Aircraft interiors specialist B/E Aerospace has issued a profits warning for its current fiscal year and the next after experiencing major difficulties in its seating products group, the largest single element of B/E's business.

Florida-based B/E, the world's largest manufacturer of aircraft seats, blames production problems in its seating unit for charges totalling $82 million which it says must be absorbed over the next three months.

B/E says its problems relate to the large number of new products it has been introducing, coupled with failures in the manufacturing process and the simultaneous implementation of a new management information system.
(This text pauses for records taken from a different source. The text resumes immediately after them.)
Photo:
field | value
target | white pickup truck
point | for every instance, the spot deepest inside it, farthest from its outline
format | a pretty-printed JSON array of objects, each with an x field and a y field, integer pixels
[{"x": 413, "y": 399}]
The company, which recently announced its intention to leave the in-flight entertainment (IFE) sector, says its margins first came under pressure in the latter part of FY1999 - which ended in February - and that expected improvements have failed to materialise.
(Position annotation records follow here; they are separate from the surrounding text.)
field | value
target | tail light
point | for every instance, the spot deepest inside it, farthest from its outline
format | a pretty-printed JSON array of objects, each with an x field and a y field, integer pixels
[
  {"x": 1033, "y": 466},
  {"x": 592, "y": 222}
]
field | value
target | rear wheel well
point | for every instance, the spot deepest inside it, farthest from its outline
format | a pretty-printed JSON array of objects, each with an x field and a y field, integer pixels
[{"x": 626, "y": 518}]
B/E's problems have led to increased rework of seats and delayed deliveries to customers, causing some airlines to divert seating contracts elsewhere, or to defer programmes to mitigate delivery risk. The interiors giant expects to take a loss for the third quarter of FY2000, which ended on 27 November. It hopes to return to profitability this quarter, but its seating crisis will affect results well into FY2001.

B/E's charges will be made up of a $25 million hit in the quarter just ended for late penalties, out-of-sequence costs, warranty costs, delivery-expediting costs and other customer concessions, $33 million for product cuts, facility consolidation and job losses, and $24 million - to be taken by the end of its current quarter - relating to production and engineering inefficiencies.

Anticipated sales for FY2000 are $715-$720 million, accompanied by a record net loss of $1.50-$1.60 per share. Revenues for FY1999 were $701 million, of which seating products contributed $296 million, or 42%. FY2001 sales are expect to fall to around $650 million, albeit with modest profitability restored. B/E can produce up to 200,000 seats a year, or more than 50% of the annual world requirement.